Di fatto, il triathlon sta cercando nuove strade: alcune porteranno lontano, altre forse finiranno in un vicolo. 

Di fatto, il futuro delle "multidiscipline" non sarà più stretto.
Sarà più largo. 

la domanda è: saprà essere anche più credibile e interessante?

martedì 9 dicembre 2025

Un team di coach nello stesso gruppo di allenamento

 Nella vita di ogni coach che cresce e lavora bene,  arrivano il punto in cui sei costretto a dover rinunciare a qualche atleta, perchè sei "pieno" e non ti va di rinunciare alla qualità per la quantità.

Ed è lì che capisci che non puoi più restare un io solitario: devi iniziare a diventare noi.

Coinvolgere un altro coach è quasi un atto intimo.
Lo scegli, lo formi, gli affidi un atleta.
E quando quell’atleta ti scrive: “Mi trovo benissimo con lui!”, senti una gioia enorme… ma diciamoci la verità, anche un piccolo pizzico di gelosia professionale.
Ed è normalissimo.
È proprio lì che devi fare lo scatto mentale: capire che senza fiducia non hai un collaboratore, hai un fantasma.

Innanzitutto deve esserci il rispetto reciproco, soprattutto da parte del coach "anziano" che non deve andare ad intaccare il terreno di quello "giovane", soprattutto per non sminuire il suo lavoro davanti ai propri atleti.

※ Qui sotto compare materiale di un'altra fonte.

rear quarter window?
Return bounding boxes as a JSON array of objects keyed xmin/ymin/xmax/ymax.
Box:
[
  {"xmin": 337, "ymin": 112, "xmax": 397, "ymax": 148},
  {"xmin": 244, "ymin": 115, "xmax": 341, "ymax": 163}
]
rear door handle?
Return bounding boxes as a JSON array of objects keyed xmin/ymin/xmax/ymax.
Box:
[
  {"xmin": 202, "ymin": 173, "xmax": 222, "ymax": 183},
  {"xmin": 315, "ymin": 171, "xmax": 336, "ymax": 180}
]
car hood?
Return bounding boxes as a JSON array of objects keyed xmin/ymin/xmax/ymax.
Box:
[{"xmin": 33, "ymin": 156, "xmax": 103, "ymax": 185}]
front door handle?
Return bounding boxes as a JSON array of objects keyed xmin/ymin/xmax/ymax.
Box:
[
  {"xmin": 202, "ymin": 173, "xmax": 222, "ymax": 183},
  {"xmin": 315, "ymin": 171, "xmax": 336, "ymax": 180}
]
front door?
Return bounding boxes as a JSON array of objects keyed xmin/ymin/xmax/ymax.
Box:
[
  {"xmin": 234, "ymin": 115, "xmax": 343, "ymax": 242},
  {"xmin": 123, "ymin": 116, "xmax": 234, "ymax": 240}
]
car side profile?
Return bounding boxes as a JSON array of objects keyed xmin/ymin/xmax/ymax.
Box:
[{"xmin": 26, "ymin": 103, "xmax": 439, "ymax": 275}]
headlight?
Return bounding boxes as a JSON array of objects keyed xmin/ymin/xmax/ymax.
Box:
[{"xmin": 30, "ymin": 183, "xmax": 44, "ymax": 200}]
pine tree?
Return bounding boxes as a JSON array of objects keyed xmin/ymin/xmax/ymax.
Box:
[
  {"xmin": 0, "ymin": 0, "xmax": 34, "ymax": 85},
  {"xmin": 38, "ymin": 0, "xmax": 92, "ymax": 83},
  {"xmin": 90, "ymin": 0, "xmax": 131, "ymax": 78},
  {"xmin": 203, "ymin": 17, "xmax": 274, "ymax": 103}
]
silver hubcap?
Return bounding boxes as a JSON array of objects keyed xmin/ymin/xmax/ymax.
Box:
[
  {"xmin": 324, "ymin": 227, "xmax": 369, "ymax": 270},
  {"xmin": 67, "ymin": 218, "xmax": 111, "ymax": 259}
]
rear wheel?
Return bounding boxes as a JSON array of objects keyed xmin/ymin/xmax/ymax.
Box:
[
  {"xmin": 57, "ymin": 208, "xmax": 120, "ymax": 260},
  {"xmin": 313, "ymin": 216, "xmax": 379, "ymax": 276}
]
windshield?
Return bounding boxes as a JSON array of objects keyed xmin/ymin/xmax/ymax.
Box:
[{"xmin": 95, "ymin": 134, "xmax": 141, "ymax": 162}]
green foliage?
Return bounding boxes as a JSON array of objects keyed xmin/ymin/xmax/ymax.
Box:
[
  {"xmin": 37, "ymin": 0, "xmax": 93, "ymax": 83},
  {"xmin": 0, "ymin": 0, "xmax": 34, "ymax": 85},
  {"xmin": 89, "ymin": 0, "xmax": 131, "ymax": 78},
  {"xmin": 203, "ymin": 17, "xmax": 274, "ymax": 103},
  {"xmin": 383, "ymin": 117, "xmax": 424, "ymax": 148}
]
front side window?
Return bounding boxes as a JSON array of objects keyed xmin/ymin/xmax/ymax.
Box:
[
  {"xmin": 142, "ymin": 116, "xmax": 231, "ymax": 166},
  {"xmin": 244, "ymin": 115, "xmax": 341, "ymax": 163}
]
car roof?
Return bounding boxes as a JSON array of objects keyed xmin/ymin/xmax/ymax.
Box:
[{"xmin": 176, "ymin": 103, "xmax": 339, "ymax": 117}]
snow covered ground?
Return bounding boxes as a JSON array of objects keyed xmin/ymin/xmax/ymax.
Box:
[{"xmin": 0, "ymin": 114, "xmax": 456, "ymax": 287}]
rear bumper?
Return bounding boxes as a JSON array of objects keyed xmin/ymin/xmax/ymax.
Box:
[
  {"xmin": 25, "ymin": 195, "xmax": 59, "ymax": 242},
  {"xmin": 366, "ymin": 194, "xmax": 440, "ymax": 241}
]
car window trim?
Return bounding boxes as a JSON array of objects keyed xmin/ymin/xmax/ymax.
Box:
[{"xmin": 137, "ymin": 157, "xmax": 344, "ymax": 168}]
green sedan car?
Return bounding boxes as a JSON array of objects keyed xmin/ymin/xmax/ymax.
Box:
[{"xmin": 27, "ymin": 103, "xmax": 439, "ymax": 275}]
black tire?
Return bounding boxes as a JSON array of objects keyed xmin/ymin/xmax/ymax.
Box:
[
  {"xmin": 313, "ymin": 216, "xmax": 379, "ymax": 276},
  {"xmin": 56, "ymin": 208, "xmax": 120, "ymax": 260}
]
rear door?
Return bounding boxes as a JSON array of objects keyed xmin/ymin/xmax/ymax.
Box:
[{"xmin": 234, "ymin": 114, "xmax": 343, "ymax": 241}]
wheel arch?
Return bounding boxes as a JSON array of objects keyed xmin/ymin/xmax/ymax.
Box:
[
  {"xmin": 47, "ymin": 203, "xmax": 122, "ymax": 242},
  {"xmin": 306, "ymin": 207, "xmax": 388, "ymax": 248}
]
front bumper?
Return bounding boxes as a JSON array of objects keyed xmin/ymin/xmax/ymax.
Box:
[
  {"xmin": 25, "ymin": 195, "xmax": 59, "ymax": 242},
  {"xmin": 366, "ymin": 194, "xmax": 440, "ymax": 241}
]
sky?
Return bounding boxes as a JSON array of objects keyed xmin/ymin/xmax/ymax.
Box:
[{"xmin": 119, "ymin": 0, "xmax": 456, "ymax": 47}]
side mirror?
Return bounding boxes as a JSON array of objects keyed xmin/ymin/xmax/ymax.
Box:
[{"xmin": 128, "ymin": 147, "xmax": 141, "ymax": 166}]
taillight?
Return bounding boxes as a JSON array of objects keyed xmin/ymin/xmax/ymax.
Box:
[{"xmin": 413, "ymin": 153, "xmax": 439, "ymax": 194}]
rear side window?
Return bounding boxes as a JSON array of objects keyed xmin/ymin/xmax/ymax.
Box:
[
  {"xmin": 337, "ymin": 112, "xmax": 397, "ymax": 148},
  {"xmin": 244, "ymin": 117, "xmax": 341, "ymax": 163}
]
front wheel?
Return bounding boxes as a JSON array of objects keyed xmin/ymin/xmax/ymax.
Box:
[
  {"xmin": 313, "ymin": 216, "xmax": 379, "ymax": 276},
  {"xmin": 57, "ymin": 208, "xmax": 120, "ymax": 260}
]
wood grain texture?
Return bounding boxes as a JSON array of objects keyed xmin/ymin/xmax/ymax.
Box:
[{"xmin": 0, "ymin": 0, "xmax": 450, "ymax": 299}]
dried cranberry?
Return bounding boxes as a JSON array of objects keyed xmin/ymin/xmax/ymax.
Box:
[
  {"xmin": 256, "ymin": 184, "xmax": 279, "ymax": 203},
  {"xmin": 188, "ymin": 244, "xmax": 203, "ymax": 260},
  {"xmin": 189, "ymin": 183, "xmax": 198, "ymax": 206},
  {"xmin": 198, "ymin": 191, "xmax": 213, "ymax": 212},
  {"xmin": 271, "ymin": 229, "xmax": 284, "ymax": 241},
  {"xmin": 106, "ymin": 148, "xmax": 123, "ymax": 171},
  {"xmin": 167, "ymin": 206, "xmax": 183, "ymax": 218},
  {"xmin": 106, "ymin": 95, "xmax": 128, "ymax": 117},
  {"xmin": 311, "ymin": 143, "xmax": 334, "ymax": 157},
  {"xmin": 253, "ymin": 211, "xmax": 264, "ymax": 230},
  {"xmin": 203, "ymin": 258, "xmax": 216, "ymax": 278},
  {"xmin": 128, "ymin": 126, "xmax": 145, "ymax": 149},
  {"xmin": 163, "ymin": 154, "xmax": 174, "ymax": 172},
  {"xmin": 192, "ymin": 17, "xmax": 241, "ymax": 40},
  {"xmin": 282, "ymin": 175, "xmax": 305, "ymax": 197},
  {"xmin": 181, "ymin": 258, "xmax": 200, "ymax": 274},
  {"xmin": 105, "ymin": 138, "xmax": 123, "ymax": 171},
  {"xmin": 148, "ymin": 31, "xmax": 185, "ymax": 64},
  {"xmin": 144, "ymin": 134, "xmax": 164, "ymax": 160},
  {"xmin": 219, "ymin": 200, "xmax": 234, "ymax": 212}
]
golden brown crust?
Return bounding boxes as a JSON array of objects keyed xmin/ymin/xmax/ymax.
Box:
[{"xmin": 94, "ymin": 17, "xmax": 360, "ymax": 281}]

Il messaggio che deve passare non è che il nuovo allenatore sia un'alternativa a voi, ma che sia UNA SCELTA (ricordate il post che ogni allenatore deve essere quello perfetto per ciascun atleta?).
E dunque non deve pensare come te, non deve parlare come te.
Condivisione orizzontale: deve completarti, anche nelle differenze.
Un team di coach funziona quando ci si confronta alla pari, quando si scambiano idee, dubbi, intuizioni, quando nasce un linguaggio comune che non cancella le identità.
Se lo scegli bene porta competenze che tu non hai.
Se lo formi bene diventa più forte di te nel suo campo.
E se ti fidi davvero gli lasci lo spazio per dimostrarlo.
La verità è che cresce lui e cresce il team. 

E se cresce il team, cresci anche tu.

E lL’ambiente che costruisci dentro il tuo team si riflette ovunque: nella soddisfazione degli atleti, nella fedeltà dei collaboratori, nella qualità del lavoro... e sì, anche nelle cene di squadra!


lunedì 1 dicembre 2025

La condizione necessaria per far funzionare il rapporto coach-atleta

 

Questa per me è fondamentale.
Un elemento imprescindibile sul quale costantemente mi metto in gioco ogni anno verso gli atleti che alleno.

Il rapporto coach-atleta per funzionare veramente, deve avere due caratteristiche:

  • Ogni atleta DEVE ritenere che il suo coach sia il migliore coach del mondo. Se pensa che anche per un solo motivo non sia così, allora non può funzionare. Se pensa "vorrei coach A ma costa troppo e allora scelgo coach B" lasciate perdere in anticipo, risparmiate anche 'sti du' spicci perchè NON FUNZIONERA'
  • Ogni coach DEVE ritenere di essere il miglior coach possibile che possa allenare un determinato atleta. Se sto allenando un mio atleta e per qualche ragione capisco che un altro allenatore possa essere meglio per lui, smetto di allenarlo.

Fatevi sempre questa domanda, che siate coach ovvero atleti.

E vi dirò di più.

Un buon coach deve essere anche in grado di capire se un suo atleta non lo reputa il miglior coach che ci possa essere per lui.

Che insomma, ci può stare per mille motivi, nobili e meno nobili.

Una specie di "ti lascio perchè ti amo troppo", "ti meriti di meglio", "non voglio farti soffrire" e tutte quelle altre cazzate da storia d'amore, ma alla fine sempre di relazioni parliamo. 

E allora a quel punto "ciaone".

Con rispetto ed educazione, ma sempre "ciaone".